Keyboard shortcuts

Press or to navigate between chapters

Press S or / to search in the book

Press ? to show this help

Press Esc to hide this help

Search Range

What if the array has duplicates and you need the first or last occurrence?

Standard binary search returns some matching index — but not necessarily the leftmost or rightmost one. For example, in [1, 2, 2, 2, 3, 4], searching for 2 might return index 1, 2, or 3 depending on where the midpoint happens to fall.
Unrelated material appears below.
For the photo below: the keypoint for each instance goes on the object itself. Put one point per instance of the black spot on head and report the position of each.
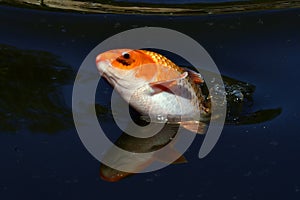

Finding a precise boundary — or searching over a numeric range rather than an array — is a powerful generalisation of binary search that unlocks a whole family of problems.

The Boundary Search Idea

When you find a match, instead of stopping immediately, keep searching in one direction to see if there is a closer match:

  • First occurrence (left boundary): on a hit, record the index and continue searching left (right = mid - 1).
  • Last occurrence (right boundary): on a hit, record the index and continue searching right (left = mid + 1).
graph TD
    subgraph Standard["Standard binary search — stops on first hit"]
        S1["left=0, right=5\nmid=2, nums[2]=2 → HIT, return 2"]
    end

    subgraph Left["find_first — keeps going left after a hit"]
        L1["left=0, right=5\nmid=2, nums[2]=2 → record 2, right=1"]
        L2["left=0, right=1\nmid=0, nums[0]=1 → too small, left=1"]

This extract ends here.